Why must I leave?
I am surrounded by love and yet I must walk away and leave it behind for a month.
I dont understand this.
I had given up on love and as such had placed all relationships on hold and guess what happened, yup a lady appeared like the lady from the lake. She appraised me, digested and analysed what she had read and sat before her and decided that they added up. I was unaware that I was being "interviewed" as most guys are. Gentleman, the slightest detail, the manner in which you speak, greet her, listen and even say goodbye is checked and ticked. With most guys, the woman simply has to show up and giggle and we are sold initially.
My girls are blossoming and growing up so quickly and independantly that I am seeing them in the independance and enjoying the personalities, thought processes and the manner in which they assess and judge people and situations.

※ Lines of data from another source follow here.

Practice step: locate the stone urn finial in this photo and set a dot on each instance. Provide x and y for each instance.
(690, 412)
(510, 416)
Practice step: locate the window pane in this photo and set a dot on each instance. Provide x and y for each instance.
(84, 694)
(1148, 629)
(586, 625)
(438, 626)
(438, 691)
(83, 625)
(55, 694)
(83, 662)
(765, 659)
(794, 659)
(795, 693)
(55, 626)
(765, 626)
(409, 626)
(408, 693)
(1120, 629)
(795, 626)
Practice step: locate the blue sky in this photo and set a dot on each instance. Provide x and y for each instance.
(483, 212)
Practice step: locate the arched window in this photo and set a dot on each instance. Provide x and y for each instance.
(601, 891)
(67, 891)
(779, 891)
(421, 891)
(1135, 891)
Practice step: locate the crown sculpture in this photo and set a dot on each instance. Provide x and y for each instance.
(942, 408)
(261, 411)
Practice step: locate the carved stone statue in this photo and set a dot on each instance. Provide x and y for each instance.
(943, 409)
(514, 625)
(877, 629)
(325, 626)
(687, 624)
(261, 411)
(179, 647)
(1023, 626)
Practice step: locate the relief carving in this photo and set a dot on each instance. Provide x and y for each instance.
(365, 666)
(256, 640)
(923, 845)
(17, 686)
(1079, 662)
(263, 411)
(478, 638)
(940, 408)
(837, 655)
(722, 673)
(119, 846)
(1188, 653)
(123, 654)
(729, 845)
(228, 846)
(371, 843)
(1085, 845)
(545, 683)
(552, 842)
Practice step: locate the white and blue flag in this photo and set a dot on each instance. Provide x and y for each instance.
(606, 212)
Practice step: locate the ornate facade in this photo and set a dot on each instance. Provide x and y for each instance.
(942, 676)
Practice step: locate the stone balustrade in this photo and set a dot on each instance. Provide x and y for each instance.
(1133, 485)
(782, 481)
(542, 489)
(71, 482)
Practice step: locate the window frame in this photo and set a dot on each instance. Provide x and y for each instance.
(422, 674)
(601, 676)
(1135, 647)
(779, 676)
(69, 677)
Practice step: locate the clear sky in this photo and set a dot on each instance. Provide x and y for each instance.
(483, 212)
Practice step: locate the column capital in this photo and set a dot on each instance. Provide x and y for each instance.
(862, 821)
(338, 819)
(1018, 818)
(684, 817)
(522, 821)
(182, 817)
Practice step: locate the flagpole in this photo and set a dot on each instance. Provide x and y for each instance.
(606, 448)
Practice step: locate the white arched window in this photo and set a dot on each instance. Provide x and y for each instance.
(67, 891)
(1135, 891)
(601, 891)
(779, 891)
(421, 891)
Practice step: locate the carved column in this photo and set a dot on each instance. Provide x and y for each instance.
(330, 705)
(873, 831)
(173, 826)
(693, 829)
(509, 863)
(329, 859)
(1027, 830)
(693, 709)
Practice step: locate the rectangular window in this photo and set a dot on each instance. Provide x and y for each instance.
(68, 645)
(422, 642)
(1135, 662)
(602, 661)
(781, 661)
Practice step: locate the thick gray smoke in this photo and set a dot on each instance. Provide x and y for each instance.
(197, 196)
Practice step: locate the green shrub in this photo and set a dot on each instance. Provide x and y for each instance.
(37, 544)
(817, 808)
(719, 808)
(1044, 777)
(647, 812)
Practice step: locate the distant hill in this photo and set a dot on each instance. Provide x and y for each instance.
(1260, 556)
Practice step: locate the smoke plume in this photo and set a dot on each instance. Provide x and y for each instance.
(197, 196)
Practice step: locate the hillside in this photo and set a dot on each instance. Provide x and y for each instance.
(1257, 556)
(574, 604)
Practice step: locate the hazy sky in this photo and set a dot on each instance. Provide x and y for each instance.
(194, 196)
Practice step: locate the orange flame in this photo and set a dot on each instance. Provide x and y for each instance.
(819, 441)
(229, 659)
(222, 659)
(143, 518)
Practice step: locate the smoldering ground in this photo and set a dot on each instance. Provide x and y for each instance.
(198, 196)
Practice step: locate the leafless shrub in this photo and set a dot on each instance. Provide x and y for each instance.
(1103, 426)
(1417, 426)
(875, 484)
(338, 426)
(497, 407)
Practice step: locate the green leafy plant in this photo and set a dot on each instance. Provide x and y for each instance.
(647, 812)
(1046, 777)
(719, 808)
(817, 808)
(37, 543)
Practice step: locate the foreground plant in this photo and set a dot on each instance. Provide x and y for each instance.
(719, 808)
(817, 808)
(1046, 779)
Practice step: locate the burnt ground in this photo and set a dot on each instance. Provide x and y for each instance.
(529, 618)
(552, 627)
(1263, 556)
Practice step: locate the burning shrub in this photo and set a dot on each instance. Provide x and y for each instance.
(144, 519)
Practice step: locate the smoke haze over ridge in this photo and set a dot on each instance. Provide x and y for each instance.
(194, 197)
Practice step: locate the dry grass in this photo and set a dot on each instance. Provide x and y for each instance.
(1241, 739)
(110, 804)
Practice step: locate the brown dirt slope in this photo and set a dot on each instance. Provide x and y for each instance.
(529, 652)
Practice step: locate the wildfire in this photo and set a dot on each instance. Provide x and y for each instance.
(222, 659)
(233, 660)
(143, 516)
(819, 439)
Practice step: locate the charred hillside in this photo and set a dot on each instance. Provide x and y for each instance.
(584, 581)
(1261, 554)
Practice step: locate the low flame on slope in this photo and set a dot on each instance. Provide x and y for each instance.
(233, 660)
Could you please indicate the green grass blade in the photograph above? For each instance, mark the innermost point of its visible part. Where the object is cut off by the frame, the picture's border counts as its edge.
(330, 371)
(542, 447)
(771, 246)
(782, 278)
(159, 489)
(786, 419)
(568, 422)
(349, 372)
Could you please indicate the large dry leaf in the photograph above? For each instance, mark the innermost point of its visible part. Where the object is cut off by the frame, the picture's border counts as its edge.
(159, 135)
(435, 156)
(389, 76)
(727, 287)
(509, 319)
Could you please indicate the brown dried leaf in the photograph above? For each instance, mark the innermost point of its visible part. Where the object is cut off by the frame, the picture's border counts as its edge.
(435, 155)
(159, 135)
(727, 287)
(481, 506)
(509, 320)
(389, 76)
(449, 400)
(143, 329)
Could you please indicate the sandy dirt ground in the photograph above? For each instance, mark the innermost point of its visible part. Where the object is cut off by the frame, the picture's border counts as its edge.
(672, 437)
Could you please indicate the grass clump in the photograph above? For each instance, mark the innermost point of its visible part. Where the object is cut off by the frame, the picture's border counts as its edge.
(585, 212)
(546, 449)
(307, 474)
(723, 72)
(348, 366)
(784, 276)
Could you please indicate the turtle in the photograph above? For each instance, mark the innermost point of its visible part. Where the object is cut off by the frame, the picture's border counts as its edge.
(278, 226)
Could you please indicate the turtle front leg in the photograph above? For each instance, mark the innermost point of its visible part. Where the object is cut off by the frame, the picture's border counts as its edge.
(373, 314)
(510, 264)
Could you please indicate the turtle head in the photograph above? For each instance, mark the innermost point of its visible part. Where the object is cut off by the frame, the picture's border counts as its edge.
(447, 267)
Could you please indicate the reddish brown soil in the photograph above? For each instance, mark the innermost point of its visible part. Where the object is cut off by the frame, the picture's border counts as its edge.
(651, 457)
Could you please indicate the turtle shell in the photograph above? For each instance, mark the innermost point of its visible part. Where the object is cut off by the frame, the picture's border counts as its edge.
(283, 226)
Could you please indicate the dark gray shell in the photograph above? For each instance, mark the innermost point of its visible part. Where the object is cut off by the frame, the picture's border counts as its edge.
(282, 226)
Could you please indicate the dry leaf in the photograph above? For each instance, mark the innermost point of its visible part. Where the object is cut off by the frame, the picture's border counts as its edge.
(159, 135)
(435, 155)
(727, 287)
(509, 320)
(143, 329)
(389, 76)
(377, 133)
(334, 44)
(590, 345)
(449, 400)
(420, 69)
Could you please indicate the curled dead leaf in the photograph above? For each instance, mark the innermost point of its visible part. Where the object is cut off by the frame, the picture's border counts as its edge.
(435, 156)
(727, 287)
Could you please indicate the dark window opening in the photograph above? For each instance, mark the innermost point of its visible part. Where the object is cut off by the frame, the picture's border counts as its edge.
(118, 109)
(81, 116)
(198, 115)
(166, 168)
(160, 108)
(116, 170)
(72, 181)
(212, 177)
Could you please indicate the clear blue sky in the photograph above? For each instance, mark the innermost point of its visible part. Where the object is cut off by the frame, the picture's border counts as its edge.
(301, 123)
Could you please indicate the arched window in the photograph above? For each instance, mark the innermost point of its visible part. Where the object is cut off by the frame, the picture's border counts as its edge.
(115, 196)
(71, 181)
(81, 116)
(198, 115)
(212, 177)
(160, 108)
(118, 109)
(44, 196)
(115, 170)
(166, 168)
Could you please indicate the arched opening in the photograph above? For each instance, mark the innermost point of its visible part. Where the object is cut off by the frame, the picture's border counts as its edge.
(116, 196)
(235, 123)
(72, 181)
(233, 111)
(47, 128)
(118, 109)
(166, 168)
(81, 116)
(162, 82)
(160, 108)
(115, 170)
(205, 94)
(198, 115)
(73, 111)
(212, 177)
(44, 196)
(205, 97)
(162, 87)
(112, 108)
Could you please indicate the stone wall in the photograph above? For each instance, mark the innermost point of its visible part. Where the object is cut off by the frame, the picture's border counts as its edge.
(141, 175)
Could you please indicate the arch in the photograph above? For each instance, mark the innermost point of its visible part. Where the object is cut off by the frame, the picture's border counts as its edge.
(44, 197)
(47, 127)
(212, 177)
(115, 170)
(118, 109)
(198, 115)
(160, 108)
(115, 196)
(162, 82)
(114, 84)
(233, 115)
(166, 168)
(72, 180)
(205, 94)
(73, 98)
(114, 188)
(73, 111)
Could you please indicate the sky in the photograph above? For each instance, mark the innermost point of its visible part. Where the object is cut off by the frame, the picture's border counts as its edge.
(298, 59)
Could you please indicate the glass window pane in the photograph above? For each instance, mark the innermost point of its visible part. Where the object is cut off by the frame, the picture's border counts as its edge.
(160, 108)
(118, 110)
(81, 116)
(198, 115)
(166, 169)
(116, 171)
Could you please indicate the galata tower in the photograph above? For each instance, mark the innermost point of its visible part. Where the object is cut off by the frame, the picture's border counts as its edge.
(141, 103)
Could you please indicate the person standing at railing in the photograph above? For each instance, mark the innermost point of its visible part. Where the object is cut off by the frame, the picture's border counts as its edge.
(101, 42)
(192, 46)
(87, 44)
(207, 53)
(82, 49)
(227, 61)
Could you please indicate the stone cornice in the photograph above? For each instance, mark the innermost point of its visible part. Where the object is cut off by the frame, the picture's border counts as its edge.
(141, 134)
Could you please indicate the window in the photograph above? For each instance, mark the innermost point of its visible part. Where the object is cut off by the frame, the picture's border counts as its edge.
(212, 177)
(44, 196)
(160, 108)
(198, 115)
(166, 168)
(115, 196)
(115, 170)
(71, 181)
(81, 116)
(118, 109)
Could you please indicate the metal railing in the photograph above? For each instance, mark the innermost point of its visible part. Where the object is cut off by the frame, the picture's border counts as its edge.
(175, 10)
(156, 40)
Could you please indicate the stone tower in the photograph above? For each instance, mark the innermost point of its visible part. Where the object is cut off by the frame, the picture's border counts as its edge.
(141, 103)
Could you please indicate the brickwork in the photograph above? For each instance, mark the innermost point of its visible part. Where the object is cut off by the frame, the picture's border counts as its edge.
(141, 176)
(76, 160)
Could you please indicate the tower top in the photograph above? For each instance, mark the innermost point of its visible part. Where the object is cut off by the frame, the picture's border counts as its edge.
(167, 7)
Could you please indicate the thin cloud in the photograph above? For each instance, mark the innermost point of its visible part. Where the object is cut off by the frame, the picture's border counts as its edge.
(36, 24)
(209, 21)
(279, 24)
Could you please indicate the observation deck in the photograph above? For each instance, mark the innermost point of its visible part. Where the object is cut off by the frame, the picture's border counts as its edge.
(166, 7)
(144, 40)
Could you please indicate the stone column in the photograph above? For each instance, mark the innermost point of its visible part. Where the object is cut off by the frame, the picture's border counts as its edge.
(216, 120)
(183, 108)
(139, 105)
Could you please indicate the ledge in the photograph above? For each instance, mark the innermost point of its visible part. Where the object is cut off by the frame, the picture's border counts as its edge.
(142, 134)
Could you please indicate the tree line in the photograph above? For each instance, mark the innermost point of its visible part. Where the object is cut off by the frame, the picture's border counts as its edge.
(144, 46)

Essentially they are grown-ups with a need for daddy to be around and be a bouncing board for questions when required.
I can accept that.
As for my Lisa, she makes me feel as if I can love again. I am afraid to believe it is all true because it is so real. A hug, a kiss, holding hands and sharing food, wine and thoughts together. I had accepted that this would never be again and that I was not worthy of love from another. Now that I am faced with it, I want to linger on it, savor it and somehow bottle it and take it back to Lesotho with me. It cannot be expressed in words, there are are too many senses involved.
Gabi is a 6 year old bundle of love that cuddles and giggles and has wormed her way into my heart. Bless you angel.
And yet I must leave and it hurts and tears at my emotions.
I shall return but my ladies await and I must go.